2.2.2. Fibroblasts cultures
Three types of fibroblasts were tested: mouse embryonic fibroblasts (mef), human foreskin fibroblasts (hff) and NIH 3T3 fibroblasts. Mouse embryonic fibroblasts were isolated after fibrous tissue trypsin digestion of fetuses with 12 to 14 gestation days using the methods described by Robertson (Robertson 1987). Both hff and NIH 3T3 fibroblasts were purchased from ATCC.
Fibroblasts were routinely cultured in tissue culture flasks and maintained in medium MEM supplemented with 10% (v/v) FBS and 100 U/ml (Penicillin/Streptomycin). The culture medium was exchanged every 3 days and fibroblasts were diluted 1:2 (first passage) and 1:3 upon (first passage) confluence. For co-cultures, confluent fibroblasts were growth arrested by adding 100 µM of Mytomicin for 3 hours into the culture medium. Afterwards, cells were rinsed three times in PBS, trypsinized, gently mixed with the hepatocytes suspension and inoculated in spinner vessels or bioreactors as described below.

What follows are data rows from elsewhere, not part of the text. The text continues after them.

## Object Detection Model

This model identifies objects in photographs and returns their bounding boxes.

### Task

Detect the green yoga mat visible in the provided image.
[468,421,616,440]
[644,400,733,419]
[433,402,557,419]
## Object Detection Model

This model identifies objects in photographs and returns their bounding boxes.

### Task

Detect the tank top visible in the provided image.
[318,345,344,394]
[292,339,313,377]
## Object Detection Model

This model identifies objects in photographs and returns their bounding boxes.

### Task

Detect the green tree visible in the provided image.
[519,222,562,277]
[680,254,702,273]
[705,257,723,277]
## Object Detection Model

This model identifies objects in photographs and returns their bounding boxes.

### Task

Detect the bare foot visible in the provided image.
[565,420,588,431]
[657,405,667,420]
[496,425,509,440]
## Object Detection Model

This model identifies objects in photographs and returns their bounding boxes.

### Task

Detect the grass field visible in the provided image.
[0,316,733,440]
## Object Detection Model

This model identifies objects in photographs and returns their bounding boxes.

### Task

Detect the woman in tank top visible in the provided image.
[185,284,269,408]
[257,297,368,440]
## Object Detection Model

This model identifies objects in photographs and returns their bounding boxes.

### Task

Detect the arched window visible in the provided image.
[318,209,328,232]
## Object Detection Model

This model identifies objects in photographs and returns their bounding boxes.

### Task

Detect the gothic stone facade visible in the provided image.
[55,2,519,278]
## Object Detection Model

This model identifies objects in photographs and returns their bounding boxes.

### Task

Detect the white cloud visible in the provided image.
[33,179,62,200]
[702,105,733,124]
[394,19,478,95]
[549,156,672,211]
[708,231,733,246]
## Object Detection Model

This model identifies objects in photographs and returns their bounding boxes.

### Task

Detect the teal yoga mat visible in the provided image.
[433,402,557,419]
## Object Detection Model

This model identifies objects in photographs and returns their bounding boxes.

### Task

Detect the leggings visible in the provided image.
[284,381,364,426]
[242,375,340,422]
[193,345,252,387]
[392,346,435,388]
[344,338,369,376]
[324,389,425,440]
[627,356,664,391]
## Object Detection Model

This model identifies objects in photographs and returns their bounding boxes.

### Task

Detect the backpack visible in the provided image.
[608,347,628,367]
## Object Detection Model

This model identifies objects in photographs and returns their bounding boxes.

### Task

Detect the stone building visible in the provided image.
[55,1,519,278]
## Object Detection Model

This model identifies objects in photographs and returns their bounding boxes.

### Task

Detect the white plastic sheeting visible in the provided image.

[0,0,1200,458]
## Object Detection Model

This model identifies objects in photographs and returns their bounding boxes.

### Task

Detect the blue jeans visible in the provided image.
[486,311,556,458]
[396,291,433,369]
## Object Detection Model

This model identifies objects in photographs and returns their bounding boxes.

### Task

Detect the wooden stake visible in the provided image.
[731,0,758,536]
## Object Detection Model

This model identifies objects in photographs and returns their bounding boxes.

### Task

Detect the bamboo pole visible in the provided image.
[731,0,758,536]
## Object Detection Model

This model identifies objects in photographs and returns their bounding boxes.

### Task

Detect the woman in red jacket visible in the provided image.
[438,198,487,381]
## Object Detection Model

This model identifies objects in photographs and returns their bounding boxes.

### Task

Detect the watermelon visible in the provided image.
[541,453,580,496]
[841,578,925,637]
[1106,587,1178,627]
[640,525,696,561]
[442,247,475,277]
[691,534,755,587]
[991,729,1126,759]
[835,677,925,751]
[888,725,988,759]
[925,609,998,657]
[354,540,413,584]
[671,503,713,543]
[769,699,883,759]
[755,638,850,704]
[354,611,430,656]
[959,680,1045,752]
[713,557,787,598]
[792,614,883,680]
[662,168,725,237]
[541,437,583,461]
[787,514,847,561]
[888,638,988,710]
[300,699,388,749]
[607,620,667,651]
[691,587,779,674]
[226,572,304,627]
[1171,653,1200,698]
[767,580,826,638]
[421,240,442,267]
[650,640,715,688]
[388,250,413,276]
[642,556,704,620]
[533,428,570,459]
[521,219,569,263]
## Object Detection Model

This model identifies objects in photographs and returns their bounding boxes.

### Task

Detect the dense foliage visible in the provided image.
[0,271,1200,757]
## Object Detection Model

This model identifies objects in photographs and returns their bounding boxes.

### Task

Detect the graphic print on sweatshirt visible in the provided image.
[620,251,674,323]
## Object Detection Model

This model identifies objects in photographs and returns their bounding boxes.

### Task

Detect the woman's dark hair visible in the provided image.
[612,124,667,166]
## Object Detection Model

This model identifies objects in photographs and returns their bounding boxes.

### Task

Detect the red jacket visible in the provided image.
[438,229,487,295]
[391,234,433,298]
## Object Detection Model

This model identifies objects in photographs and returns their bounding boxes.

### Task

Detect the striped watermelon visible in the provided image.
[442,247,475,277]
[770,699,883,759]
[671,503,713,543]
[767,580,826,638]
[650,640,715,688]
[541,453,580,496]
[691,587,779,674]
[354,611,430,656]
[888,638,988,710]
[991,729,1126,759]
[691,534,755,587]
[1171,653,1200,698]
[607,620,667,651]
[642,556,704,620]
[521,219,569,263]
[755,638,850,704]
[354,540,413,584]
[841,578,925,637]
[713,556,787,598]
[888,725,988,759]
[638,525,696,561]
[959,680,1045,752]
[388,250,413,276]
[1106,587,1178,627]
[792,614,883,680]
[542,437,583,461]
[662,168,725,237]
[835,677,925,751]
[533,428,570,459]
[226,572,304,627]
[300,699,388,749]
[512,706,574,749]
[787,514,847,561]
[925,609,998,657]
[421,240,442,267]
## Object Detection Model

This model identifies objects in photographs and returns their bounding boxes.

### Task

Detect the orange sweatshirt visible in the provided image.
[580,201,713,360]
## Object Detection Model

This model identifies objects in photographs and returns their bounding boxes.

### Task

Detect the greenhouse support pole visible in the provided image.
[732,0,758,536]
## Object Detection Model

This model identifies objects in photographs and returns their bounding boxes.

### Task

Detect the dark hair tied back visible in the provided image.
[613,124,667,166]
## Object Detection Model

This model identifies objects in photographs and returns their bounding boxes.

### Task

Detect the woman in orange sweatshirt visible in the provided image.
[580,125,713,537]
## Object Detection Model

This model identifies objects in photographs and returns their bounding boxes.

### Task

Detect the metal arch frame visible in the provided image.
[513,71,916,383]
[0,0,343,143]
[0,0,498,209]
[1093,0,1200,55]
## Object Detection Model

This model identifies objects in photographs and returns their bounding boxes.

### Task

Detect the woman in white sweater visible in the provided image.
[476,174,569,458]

2.2.3. 2D Co-cultures of Hepatocytes and Fibroblast
Freshly harvested hepatocytes and fibroblasts were seeded simultaneously
onto matrigel® pre-coated culture plates at a density of 1.25x105 cells/cm2, according
to Bhatia (Bhatia et al. 1998). After seeding, cultures were kept untouched for at least
12h at 37°C in a humidified atmosphere with 95% air and 5% CO2, to allow cell
attachment. Unattached cells were then removed by medium exchange. The culture medium was renewed every 24h and cells were routinely examined under phase contrast microscopy before every culture medium renewal. Culture supernatant and cells were collected according to the protocol at the same time points as 3D cultures
and stored at -20°C for further assay. In 2D co-cultures, hepatocytes expressed liver- specific functions during approx. 10 days.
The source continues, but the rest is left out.